The final attention mechanism for BIGBIRD(Fig. 1d) has all three of these properties: queries attend to random keys, each query attends to $w/2$ tokens to the left of its location and $w/2$ to the right of its location and they contain global tokens (The global tokens can be from existing tokens or extra added tokens).
Both ETC and BigBird cannot be used to autoregreively decode, making it an encoder-only model.
Routing Transformer
This is a content-based sparse attention mechanism, and learns dynamic sparse attention patterns using online k-means, reducing the complexity to O($n^{1.5}$).
The Q and K are projected into a routing matrix R of dimension nxd. So $R$ = $Q$x$W_R$ + $K$x$W_R$, where $W_R$ is a $d$ x $d$ orthonormal matrix.
Then k-means clustering is applied to the R matrix, and each tokens distance is computed to the cluster centroid. Since, the cluster centroids are trainable parameters, this behaves similarly to an all-attention layer. Then the Routing Strategy is defined as: $X^{‘}{i}$ = $\sum{j \in C_i}$ ($A_{ij}$ $V_{j}$); which means tht the token $i$ only attends to other tokens in the same cluster.
Reformer
(ICLR 2020) (Sparse Attention framerwork), finds the nearest neighbours of the attention query (those input tokens that would result in the highest attention weight) using local sensitivity hashing (LSH) and uses only those for attention.
Linformer
Linformer is based on the idea that elf-attention mechanism (i.e. the attention matrix P) is low-rank.
The authors apply singular value decomposition to A across different layers and different heads of the model, and plot the normalized cumulative singular value averaged over 10k sentences. The results exhibit a clear long-tail spectrum distribution across each layer, head and task. This implies that most of the information of matrix A can be recovered from the first few largest singular values.
This idea is utilied and the Linformer model projects the Nxd dimensional K and V to kxd dimensions using projection layers. This is a reduction of the length dimension and not the key and value dimensions.
Performer
Others briefly scanned
Summary image from the ETC paper:
Adaptive Span Transformer
In Adaptive Span Transformer (Sparse Attention framerwork), each attention head is associated with a decaying learnable masking fuction, which limits the number of tokens it can attend to. Show that lower layers use short attention spans, and only in higher layers the attention span longer.
Transformer-XL
Transformer-XL (Recurrence based) divides the input into egments and processes each segment one at a time. At each layer, the model attends to the layer immediately below for both the current and the previous input segments.
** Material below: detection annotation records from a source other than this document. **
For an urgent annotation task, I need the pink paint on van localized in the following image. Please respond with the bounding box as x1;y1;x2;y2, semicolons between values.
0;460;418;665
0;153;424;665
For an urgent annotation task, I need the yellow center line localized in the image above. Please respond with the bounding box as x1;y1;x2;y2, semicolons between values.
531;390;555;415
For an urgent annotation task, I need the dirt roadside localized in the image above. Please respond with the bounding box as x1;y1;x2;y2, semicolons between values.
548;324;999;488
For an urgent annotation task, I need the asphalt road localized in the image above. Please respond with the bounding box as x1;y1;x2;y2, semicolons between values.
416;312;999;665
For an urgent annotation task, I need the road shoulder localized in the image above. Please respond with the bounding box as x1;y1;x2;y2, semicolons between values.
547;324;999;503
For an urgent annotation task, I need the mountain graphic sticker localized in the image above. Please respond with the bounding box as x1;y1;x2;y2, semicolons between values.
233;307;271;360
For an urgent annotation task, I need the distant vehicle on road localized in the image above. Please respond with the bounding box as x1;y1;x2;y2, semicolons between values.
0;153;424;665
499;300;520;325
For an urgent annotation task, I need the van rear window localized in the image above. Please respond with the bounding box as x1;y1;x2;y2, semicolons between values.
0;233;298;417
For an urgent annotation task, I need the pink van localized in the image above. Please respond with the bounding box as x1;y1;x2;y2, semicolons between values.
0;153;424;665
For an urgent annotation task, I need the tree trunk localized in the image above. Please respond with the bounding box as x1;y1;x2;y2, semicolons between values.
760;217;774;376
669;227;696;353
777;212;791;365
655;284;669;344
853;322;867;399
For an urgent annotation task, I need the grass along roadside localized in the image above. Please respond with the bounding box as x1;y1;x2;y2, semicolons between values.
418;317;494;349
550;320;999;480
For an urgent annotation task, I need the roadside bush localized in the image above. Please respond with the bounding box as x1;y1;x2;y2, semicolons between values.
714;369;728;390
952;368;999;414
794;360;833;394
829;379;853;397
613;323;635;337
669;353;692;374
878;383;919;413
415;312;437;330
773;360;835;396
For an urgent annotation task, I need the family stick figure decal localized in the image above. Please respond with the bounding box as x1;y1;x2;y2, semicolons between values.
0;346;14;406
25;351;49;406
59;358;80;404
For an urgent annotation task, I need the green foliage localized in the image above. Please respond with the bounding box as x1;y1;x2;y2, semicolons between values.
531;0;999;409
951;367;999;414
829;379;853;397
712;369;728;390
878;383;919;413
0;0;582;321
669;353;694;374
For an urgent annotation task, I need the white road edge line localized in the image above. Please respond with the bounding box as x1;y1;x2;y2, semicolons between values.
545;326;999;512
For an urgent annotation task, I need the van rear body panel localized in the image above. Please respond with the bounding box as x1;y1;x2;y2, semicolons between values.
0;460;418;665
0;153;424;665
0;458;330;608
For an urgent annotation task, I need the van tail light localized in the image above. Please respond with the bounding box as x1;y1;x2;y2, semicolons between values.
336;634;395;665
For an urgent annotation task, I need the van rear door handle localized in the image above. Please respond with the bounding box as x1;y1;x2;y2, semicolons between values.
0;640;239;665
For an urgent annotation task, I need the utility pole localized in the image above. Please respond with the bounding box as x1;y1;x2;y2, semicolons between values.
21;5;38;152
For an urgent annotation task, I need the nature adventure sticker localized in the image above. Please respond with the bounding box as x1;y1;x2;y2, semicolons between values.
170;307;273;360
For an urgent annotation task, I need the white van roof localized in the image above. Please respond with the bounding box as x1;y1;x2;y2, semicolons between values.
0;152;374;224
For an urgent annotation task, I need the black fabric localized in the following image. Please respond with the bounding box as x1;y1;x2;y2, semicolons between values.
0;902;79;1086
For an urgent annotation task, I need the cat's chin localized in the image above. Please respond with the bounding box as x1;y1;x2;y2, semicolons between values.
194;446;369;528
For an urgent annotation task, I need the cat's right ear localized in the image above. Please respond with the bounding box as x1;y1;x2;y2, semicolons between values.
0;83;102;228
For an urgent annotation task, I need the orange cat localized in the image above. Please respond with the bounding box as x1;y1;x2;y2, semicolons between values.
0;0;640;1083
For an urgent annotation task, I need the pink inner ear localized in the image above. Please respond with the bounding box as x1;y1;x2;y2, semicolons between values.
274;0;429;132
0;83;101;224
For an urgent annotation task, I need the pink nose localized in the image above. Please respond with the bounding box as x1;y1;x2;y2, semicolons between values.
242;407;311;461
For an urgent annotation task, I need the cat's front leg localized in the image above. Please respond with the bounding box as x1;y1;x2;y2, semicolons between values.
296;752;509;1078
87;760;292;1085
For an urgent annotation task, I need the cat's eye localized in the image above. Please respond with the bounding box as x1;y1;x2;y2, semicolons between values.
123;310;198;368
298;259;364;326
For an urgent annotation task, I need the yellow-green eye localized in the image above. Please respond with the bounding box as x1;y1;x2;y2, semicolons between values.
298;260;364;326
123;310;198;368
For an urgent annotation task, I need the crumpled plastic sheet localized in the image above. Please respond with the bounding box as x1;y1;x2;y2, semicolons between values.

This lead to layer $k$ being influenced by the current segment and the $k-1$ previous segments.
HIBERT
HIBERT (Hierarchical mechanism) uses the idea of hierarchical attention (splitting into blocks and ingesting independently to produce representative summary embeddings for the whole block and then using separate layers that work with the concatenation of the block representations).
BP-Transformer
BP-Transformer (Compressive Attention) builds a binary partioning tree over the input, and only lets the model attend to the leaves (i.e. the raw tokens) for nearby tokens, and higher nodes in the tree (summaries of group of tokens) as tokens grow more distant.
Star Transformer
Star Transformer (Guo et al. 2019) (Compressive Attention) where each token can attend only to its immediate left/right neighbors and to a separate auxiliary token that represents a summary of the whole input.
Compressive Transformer
Compressive Transformer (Rae et al. 2019) integrates the idea of summary tokens into Transformer-XL by compressing tokens in the input that are far away. The attention is computed from nearby tokens, and summarized infromation for more distant tokens.